Aim(s) To explore palliative care healthcare professionals understanding of digital legacy and how it could be included as part of advance care planning discussions.

Methods A qualitative single site study involving in depth interviews with ten palliative care healthcare professionals. Data analysis employed a constructivist grounded theory approach (Charmaz, 2006).

Results Data analysis is ongoing. Initial analysis shows a lack of understanding amongst palliative care healthcare professionals around digital legacy. Our results highlight the growing importance of digital legacy in various areas of palliative care. Participants described digital assets as important as physical belongings. The data highlights a concern around access to digital belongings following death, and the impact this could have on grief and bereavement.
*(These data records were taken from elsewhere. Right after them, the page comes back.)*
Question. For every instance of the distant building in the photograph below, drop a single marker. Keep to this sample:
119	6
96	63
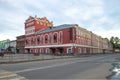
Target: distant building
42	37
20	46
11	46
2	45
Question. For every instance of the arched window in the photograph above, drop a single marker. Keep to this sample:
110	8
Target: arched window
55	37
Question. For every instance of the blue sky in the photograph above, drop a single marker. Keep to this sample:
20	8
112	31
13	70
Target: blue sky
102	17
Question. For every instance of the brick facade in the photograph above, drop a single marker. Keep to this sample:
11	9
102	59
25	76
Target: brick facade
42	37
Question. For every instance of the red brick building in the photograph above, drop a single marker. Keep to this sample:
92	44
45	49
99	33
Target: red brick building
20	44
42	37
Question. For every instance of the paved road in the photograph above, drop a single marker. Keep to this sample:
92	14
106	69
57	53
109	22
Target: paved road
92	67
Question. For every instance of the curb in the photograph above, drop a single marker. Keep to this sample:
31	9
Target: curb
21	61
7	75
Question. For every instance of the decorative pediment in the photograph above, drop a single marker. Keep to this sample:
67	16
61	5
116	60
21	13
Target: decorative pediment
30	19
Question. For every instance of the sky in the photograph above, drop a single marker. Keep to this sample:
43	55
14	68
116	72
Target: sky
102	17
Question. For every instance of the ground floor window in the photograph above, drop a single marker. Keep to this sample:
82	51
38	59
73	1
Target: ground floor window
69	50
79	50
47	50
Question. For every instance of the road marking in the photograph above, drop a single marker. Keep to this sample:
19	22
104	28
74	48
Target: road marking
11	75
46	67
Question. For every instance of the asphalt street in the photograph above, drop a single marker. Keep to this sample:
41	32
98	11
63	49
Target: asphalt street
91	67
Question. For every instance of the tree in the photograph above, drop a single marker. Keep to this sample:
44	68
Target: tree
115	41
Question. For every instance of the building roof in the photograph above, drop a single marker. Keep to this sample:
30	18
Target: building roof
55	28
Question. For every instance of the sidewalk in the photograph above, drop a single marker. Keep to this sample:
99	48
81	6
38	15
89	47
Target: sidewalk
15	58
6	75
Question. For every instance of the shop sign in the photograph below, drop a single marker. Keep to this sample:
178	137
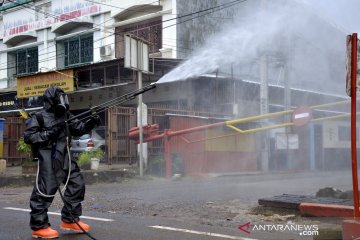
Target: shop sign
35	85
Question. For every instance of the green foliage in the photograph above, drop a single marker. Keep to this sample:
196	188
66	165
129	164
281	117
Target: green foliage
85	157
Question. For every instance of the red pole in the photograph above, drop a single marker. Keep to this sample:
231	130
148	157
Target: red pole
167	153
353	124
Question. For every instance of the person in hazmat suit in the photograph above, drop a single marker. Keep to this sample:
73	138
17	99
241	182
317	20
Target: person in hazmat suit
46	130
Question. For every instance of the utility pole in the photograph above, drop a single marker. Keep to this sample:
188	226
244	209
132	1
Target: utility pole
264	109
141	139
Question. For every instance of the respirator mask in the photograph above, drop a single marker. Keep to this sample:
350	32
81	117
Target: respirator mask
62	104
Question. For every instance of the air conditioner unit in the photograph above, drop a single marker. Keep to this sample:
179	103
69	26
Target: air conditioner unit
105	51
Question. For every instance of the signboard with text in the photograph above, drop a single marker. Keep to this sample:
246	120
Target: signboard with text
35	85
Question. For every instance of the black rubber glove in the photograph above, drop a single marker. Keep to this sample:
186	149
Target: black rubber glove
53	133
92	122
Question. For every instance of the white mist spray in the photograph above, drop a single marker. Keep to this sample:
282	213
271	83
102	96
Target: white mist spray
281	29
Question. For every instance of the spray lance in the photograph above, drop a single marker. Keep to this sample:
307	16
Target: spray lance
93	111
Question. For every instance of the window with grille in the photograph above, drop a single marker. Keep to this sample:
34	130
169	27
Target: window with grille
78	50
27	60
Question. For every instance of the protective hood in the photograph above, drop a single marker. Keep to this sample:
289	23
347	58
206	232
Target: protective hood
56	100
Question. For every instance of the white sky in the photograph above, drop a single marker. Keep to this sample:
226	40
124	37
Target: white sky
344	14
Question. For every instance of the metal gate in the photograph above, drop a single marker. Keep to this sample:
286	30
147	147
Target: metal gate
120	149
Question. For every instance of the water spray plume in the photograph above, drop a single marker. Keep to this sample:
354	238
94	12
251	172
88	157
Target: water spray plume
281	31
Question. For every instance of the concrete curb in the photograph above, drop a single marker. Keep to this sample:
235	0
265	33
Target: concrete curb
326	210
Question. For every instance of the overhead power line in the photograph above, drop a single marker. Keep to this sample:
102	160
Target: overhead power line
204	11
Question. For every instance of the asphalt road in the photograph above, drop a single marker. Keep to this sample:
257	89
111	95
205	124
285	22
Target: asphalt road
191	208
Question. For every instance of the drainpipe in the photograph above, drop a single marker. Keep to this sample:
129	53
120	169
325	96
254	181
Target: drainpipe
167	146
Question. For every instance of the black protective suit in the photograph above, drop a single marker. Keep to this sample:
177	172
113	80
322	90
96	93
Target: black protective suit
54	160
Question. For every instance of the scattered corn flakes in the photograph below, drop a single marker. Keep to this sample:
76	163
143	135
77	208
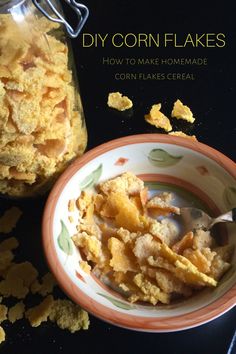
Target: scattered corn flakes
69	316
183	135
157	118
9	219
40	313
118	101
41	127
180	111
16	312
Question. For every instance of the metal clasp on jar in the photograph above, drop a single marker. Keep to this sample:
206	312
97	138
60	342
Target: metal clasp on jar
81	11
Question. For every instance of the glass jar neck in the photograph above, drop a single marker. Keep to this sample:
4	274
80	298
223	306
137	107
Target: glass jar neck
8	4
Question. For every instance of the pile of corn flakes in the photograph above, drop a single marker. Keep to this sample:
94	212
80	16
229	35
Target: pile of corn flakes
40	111
124	240
18	280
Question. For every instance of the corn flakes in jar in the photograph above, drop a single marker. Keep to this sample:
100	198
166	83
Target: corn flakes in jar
42	126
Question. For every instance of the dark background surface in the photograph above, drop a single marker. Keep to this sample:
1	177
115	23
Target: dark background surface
211	97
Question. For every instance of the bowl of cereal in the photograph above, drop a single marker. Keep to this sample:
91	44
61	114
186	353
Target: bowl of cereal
113	238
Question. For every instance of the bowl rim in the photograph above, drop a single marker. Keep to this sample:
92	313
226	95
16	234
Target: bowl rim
149	324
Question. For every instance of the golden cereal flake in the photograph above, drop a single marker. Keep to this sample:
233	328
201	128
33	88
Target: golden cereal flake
180	111
127	183
197	258
16	312
149	291
84	201
2	335
202	239
3	313
18	280
166	230
158	119
181	267
125	235
68	315
145	246
40	313
118	101
122	259
9	219
183	135
90	245
162	204
225	252
218	267
85	266
185	242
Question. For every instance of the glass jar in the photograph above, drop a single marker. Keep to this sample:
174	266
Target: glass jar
42	126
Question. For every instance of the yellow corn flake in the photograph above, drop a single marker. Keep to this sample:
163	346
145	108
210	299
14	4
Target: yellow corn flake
16	312
2	335
185	242
125	244
225	252
202	239
40	313
145	246
117	101
9	219
165	230
90	245
162	205
68	315
218	267
198	259
84	201
85	266
183	135
158	119
149	291
122	259
3	313
180	111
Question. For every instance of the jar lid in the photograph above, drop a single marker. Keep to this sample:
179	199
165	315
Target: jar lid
81	11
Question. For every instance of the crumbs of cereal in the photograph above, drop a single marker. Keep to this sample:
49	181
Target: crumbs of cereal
38	314
157	118
117	101
183	135
9	219
68	315
16	312
180	111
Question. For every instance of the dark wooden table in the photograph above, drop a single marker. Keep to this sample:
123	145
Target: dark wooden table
211	96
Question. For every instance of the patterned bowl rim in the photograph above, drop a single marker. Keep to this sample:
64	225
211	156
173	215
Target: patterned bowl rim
148	324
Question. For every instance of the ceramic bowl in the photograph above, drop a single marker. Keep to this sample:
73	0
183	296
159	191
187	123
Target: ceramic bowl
163	162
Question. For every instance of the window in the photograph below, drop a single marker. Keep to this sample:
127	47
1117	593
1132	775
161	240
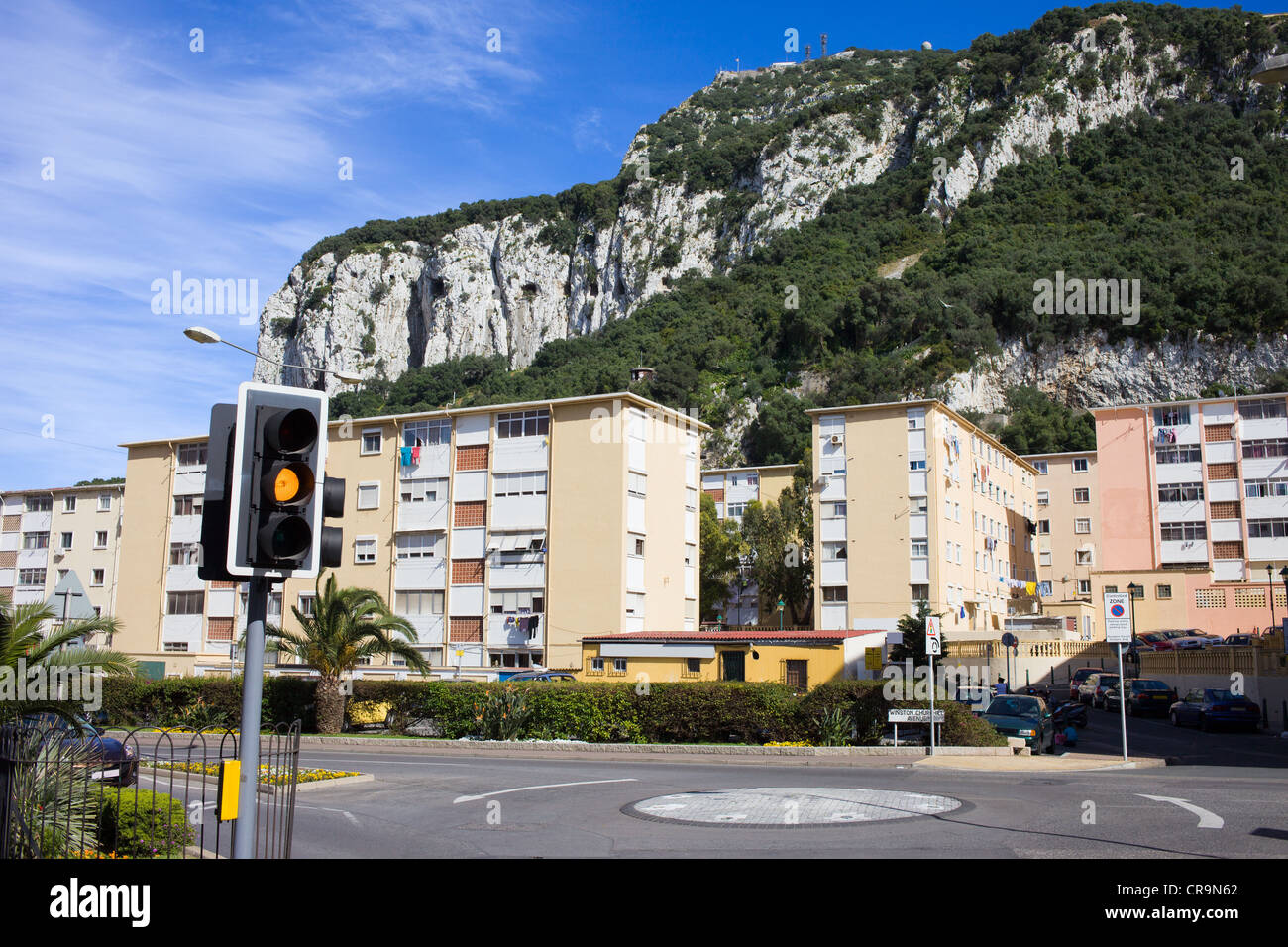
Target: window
184	554
417	545
192	455
423	491
522	424
1183	531
369	496
1171	416
1257	488
1180	454
423	433
365	549
1267	528
518	602
1273	407
1180	492
373	441
1266	447
411	603
184	602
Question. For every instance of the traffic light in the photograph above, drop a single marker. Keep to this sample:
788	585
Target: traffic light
278	491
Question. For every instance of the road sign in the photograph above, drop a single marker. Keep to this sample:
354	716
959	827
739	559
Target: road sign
934	643
1117	617
913	715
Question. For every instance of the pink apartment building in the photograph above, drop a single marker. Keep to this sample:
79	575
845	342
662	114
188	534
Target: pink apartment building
1194	509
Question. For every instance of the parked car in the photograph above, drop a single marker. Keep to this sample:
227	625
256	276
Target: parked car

Conclusions Exploration and understanding of views and experiences of healthcare professionals has relevance for policy and practice. A lack of understanding around digital legacy can create barriers to including digital legacy as part of advance care planning discussions and should be addressed through education and raising awareness around this developing topic. Results of this study will help us understand ways to create digital memories, to consider how to store them safely and how to encourage digital legacy to be considered as part of advance care planning conversations.